Lo más sorprendente de este modelo no es el aparente lujo de las instalaciones, sino que funciona. De acuerdo con los datos oficiales, Noruega tiene una tasa de reincidencia de sólo el 20%, particularmente baja comparada con la tasa de 76,6% presente en Estados Unidos, una de las más altas del mundo. Como lo mostró un estudio reciente sobre el modelo noruego, un entorno carcelario que tenga condiciones dignas y programas de resocialización que preparen a las personas para su vida en libertad (especialmente para obtener trabajo) tiende a reducir la reincidencia, mientras que sistemas centrados en una idea retributiva de castigo en la que se busca el “sufrimiento” del criminal tiene el efecto inverso.
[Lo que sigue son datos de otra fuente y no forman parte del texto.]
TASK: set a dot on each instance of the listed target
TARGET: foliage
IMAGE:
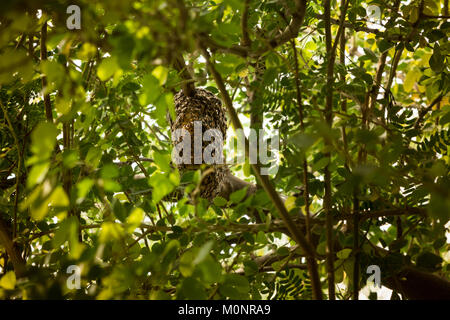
(88, 186)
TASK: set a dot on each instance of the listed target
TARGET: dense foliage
(357, 89)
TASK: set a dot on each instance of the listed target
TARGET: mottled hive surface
(203, 106)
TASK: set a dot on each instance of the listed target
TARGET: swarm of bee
(202, 106)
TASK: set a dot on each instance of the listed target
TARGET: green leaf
(344, 253)
(320, 164)
(238, 196)
(220, 201)
(44, 139)
(437, 60)
(429, 261)
(162, 186)
(8, 281)
(411, 78)
(192, 289)
(107, 68)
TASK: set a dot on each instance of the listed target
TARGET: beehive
(202, 106)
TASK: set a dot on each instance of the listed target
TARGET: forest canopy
(353, 96)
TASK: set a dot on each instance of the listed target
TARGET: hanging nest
(202, 106)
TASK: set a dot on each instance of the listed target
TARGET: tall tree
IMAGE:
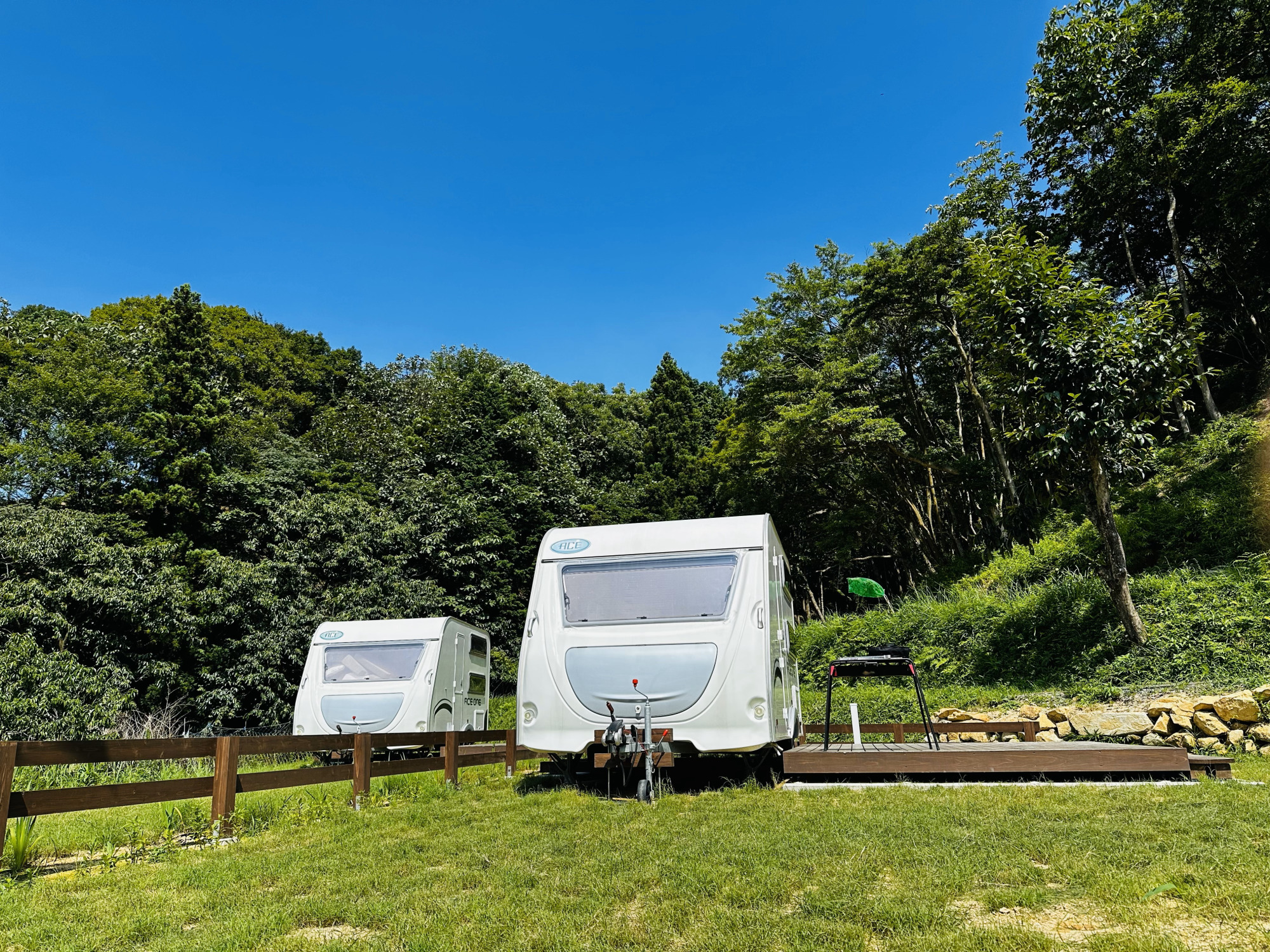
(1149, 126)
(679, 428)
(185, 421)
(1094, 373)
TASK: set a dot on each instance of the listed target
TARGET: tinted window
(364, 663)
(648, 590)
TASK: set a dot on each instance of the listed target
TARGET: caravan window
(363, 663)
(648, 590)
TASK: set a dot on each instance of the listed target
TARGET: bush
(51, 696)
El éxito de las cárceles noruegas no sólo se debe a la disponibilidad de recursos económicos amplios, sino a que es un sistema que tomó la solución difícil y no la obvia. En vez de aumentar excesivamente la fuerza de su sistema penal para aterrorizar a la población, desarrollo políticas serias que comprenden las problemáticas sociales que enfrentan las personas que cometen delitos. Por esto, sus programas de resocialización buscan superar problemas como la exclusión, la falta de oportunidades, desórdenes de salud mental y la pobreza, entre muchos otros.
Aunque en los países latinoamericanos puede parecer imposible un modelo de este tipo por sus costos, existe algo de esperanza. En Colombia, proyectos como las colonias agrícolas – en donde los internos tienen contacto con la naturaleza y un ambiente menos hostil – son una oportunidad de implementar un modelo carcelario que ofrezca condiciones de vida digna y que ofrezca una verdadera oportunidad para los reclusos de volver a la vida en sociedad. Tal vez la solución difícil pero efectiva está en los titulares del Huffington Post: “Noruega demuestra que tratar reclusos como seres humanos en realidad funciona”.